Operational resilience is a UK regulated firm's ability to prevent, adapt to, respond to, recover from and learn from operational disruptions. Under the FCA and PRA framework (Policy Statement PS21/3), firms must identify important business services, set impact tolerances, and stay within them through severe but plausible disruption.

Operational resilience in the UK financial services context refers to the ability of a regulated firm to prevent, adapt to, respond to, recover from and learn from operational disruptions. The FCA and PRA’s operational resilience framework (Policy Statement PS21/3, in force from March 2022) requires firms to identify their important business services, set impact tolerances for each service, and be able to remain within those tolerances through severe but plausible disruption.
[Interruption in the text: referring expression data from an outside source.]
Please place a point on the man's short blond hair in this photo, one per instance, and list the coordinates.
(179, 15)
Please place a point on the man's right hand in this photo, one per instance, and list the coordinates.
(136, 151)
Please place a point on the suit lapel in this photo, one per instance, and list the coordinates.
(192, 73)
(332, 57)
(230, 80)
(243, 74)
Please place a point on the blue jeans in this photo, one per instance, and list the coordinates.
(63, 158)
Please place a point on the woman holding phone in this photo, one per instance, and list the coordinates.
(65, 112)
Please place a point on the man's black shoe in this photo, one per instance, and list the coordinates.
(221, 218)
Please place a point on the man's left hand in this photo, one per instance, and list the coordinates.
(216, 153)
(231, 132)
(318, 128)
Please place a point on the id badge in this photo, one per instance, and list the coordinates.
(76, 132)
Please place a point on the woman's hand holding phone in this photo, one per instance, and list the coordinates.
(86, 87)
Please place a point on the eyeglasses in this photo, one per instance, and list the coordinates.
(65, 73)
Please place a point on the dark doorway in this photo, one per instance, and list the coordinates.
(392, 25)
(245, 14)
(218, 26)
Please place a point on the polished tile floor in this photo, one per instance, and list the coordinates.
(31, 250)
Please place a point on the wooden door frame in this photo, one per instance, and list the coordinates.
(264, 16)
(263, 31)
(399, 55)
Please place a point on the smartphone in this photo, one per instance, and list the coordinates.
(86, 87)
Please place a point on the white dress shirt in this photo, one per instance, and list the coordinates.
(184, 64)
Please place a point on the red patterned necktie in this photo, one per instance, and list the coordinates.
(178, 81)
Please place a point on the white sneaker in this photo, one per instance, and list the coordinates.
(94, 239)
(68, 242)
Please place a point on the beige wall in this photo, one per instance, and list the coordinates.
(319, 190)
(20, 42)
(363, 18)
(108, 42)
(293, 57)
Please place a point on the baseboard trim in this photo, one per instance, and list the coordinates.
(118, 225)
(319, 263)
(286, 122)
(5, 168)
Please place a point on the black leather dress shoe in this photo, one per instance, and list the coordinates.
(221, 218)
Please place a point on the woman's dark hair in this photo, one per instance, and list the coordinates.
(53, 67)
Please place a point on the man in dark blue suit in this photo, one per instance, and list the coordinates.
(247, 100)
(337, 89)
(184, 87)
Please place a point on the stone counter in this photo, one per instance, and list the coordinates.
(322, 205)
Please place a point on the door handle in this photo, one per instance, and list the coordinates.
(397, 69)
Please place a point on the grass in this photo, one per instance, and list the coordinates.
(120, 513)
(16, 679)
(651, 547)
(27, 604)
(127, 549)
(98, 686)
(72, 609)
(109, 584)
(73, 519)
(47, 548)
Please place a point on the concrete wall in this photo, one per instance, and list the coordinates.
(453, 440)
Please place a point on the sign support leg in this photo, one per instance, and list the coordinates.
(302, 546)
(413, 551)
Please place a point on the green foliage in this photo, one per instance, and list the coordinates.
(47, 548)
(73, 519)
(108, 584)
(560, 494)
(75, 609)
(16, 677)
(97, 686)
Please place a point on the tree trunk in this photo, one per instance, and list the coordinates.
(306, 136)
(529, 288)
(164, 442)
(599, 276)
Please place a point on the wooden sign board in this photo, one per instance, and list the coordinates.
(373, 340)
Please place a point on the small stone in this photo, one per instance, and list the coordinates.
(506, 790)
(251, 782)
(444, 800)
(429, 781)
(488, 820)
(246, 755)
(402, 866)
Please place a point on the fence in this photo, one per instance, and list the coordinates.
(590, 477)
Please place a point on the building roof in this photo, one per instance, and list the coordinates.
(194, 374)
Firms were required to have mapped and tested their resilience by March 2025.

Why operational resilience matters

The FCA’s expectation is that resilience is a question of when, not if, disruption occurs. Firms that cannot remain within their impact tolerances during a disruption may face regulatory action. The 2025 implementation deadline means many firms are now in an ongoing monitoring and improvement phase.

Operational resilience overlaps with cyber security and business continuity but is broader than both: it takes a customer- and market-outcome view of disruption from any cause, including third-party and technology failures.

Who it applies to

Banks, building societies, PRA-designated investment firms, insurers, and enhanced-scope solo-regulated FCA firms. In practice, all large regulated firms.

Cyber security and SYSC.

Frequently asked questions

What is operational resilience in financial services?
Operational resilience is a UK regulated firm's ability to prevent, adapt to, respond to, recover from and learn from operational disruptions. Under the FCA and PRA framework in Policy Statement PS21/3, firms must identify their important business services, set impact tolerances for each, and remain within those tolerances through severe but plausible disruption.
What are impact tolerances?
An impact tolerance is the maximum tolerable level of disruption to an important business service, expressed as a measure such as time. Under the FCA and PRA operational resilience rules, firms must set an impact tolerance for each important business service and demonstrate they can remain within it during severe but plausible scenarios, having tested their resilience by March 2025.